Una elaborazione di Agriturist (Confagricoltura) su dati ISTAT evidenzia che nel periodo 1985-2005 l’urbanizzazione ha sottratto all’agricoltura 1,8 milioni di ettari, cancellando non solo coltivazioni ma anche preziosi, irripetibili paesaggi.

“L’agriturismo, e in generale il turismo rurale – sostiene Vittoria Brancaccio, Presidente di Agriturist – ha compiuto una straordinaria opera di restauro e conservazione del paesaggio, recuperando non meno di 30 mila antichi edifici rurali, e attraendo in zone di campagna mai prima toccate dal turismo, ospiti, investimenti e occupazione. Ma quello che da una parte gli imprenditori agricoli sono stati capaci di costruire, dall’altra parte viene sistematicamente distrutto da modelli di sviluppo di breve respiro, che tagliano la strada al futuro del nostro turismo”.

“Occorre dunque – secondo il presidente di Agriturist – affermare con forza, una volta per tutte, il ruolo strategico dell’agricoltura anche ai fini della crescita del turismo, e tutelare drasticamente la destinazione del suolo all’agricoltura”.
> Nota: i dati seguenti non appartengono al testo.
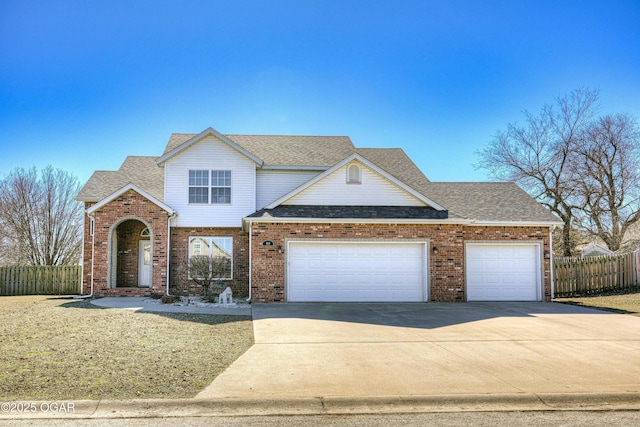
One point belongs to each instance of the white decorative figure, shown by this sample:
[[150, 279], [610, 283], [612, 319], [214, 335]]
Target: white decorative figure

Al convegno di Riomaggiore parteciperà anche il prof. Edoardo Salzano, urbanista impegnato da anni nello studio dell’equilibrio fra espansione urbana e conservazione dello spazio rurale. In un recente intervento, a proposito del nostro patrimonio territoriale e paesaggistico ha affermato: “In un mondo dominato, piaccia o non piaccia, dalla concorrenza, l’Italia ha un immenso patrimonio da mettere in gioco”. E ha poi aggiunto: “Nonostante le immani distruzioni che stiamo compiendo da mezzo secolo a questa parte, mi sembra che ci sia ancora una ricchezza immensa, unica al mondo”.

A questo punto le domande che Agriturist intende porre al governo, ai partiti, alle amministrazioni locali e alle comunità rurali sono determinanti e urgenti. Come salvare questa ricchezza? Come fermare “le immani distruzioni”? Come trasferire alle future generazioni almeno parte del patrimonio che ci hanno consegnato i nostri predecessori, consentendo di trarre da esso lavoro e benessere duraturi?

“Ci auguriamo, insieme ai tanti che da anni sono impegnati su questi temi, che la difesa dell’agricoltura, della ruralità e del paesaggio unisca finalmente gli schieramenti e rappresenti per tutti una priorità nazionale”, conclude Vittoria Brancaccio.

Si legge nel Rapporto 2009 della Società Geografica Italiana: “Confrontandoci per esempio con la Francia, ci è mancato il senso vivo e diffuso di un’identità rurale non meno forte dell’identità urbana, che concorre, a pieno titolo, alla costituzione dell’identità nazionale”. Non è un caso – sottolinea Agriturist – che proprio la Francia sia stato il primo paese europeo a puntare sul turismo rurale e che sia anche la principale meta di turismo al mondo.